FROM THE EDITOR
We have a well-curated independent bookstore in town, but last Sunday I headed up the line to Barnes & Noble to check out publishing in the wider world. With a separate Architecture section gone, the House & Garden shelves have become . . . eclectic, with “how-to for dummies” paperbacks next to expensive design books. My impression is that a quarter of the books were about downsizing or decluttering. As an editor who’s published many voluptuously furnished houses, I was tempted to take this personally. But then the very next day our writer Regina Cole called to ask: “Can you Kondo-ize a Victorian house? Forbes wants to know.” She’s writing a story for them that looks at period houses from the standpoint of celebrity tidying expert Marie Kondo.

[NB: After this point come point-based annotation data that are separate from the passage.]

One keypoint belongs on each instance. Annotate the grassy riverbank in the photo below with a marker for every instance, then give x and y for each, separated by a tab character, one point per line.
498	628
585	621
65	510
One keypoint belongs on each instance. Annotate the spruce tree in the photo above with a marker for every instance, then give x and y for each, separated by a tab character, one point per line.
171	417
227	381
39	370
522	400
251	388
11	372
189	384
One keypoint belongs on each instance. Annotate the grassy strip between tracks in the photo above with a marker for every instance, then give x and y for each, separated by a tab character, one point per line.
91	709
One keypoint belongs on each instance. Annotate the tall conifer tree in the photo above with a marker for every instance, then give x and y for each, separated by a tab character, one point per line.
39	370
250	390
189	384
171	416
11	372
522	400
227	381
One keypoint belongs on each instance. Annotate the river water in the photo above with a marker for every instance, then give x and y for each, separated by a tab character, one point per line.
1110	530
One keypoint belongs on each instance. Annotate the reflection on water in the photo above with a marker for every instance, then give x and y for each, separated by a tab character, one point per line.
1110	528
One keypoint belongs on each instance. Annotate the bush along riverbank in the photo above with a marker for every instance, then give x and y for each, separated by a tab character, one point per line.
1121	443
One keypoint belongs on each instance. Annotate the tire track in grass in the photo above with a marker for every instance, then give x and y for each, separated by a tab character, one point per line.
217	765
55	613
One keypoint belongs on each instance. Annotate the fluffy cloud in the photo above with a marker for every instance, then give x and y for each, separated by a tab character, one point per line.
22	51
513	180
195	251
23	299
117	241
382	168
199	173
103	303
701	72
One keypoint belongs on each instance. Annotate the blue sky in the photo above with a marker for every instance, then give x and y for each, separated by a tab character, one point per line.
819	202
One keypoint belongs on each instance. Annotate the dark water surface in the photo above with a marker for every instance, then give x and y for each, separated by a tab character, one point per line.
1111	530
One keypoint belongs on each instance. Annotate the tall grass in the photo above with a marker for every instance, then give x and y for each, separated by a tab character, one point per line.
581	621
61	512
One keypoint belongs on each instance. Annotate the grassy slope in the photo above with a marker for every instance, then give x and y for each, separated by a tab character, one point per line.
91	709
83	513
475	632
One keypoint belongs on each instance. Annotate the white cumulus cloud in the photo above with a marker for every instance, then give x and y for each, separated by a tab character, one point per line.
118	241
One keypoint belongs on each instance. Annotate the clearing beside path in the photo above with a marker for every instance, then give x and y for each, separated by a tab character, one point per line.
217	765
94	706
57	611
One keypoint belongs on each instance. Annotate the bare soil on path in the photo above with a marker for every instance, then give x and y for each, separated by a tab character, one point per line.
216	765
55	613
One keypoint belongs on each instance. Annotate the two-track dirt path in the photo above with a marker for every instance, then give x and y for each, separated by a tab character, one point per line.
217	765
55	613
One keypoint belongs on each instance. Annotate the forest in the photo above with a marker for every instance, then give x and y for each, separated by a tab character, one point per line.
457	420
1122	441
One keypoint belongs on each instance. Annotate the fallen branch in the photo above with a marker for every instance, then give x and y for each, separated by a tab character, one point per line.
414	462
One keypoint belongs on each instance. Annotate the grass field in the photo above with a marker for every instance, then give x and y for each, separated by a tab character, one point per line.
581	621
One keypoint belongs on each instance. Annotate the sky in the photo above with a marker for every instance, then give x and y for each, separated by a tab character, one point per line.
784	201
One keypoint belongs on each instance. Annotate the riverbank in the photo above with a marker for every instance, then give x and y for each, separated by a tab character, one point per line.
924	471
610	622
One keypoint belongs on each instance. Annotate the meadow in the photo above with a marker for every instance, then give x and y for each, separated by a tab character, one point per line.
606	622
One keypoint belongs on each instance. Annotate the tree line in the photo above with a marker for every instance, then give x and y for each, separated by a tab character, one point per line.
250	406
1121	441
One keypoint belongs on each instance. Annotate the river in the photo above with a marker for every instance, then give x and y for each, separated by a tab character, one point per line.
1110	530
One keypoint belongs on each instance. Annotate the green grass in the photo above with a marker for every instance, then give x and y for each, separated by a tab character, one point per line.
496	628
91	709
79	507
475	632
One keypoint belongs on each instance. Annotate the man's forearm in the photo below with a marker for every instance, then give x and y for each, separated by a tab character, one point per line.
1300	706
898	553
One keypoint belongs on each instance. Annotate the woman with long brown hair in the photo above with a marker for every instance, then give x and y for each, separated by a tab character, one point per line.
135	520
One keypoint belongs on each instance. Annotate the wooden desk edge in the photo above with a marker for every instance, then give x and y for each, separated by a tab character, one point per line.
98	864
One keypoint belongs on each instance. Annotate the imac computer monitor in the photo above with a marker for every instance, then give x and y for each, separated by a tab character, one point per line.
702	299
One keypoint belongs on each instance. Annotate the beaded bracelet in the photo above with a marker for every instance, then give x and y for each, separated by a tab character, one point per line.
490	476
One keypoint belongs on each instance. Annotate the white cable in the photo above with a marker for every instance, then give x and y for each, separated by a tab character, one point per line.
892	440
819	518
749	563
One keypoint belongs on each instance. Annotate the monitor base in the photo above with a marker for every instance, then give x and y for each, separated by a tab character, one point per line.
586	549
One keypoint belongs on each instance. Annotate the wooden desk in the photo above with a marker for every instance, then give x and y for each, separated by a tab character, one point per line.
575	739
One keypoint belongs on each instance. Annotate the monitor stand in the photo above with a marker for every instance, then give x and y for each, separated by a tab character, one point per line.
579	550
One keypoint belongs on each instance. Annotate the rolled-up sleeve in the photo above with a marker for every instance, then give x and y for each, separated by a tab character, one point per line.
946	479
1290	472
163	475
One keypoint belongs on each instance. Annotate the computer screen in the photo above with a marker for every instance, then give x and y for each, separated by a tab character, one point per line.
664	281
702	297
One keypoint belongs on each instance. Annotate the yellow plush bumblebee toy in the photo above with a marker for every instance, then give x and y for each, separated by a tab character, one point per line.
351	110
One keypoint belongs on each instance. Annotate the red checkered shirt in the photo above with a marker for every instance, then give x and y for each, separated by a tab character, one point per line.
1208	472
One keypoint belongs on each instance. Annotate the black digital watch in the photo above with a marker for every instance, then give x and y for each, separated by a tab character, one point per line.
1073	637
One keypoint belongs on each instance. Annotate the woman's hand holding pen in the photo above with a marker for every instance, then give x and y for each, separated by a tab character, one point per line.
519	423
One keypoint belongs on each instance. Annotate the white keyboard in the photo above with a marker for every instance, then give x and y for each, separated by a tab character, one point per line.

We both knew the answer. Of course a Victorian-period house can be sparse, just as a Midcentury Modern house can be filled to its clerestory windows by a hoarder. Architecture doesn’t change depending on furnishings. And wasn’t it William Morris (1834–1896) who admonished: “Have nothing in your houses that you do not know to be useful, or believe to be beautiful”? Marie Kondo’s mantra—“Do I truly need this? Does this object spark joy?”—sounds a lot like Morris, whose own homes at Bexleyheath and Kelmscott were startlingly spare, evoking farmhouse rooms and American Colonial interiors more than those of an upper-class Victorian.
Victorian houses are full of fancy woodwork and details because the Industrial Revolution had made that possible. Likewise they were stuffed full of textiles, furniture, and knick-knacks because for the first time such abundance was available to the middle class. Now, many people are weary of consumerism, weighed down by too many belongings and the often inevitable disorder.
Decluttering should be confined to ephemera, however. When it comes to the architecture, it’s not our call to obliterate the good work of the past, to rip out original material that may be irreplaceable. That’s not decluttering. That’s vandalism.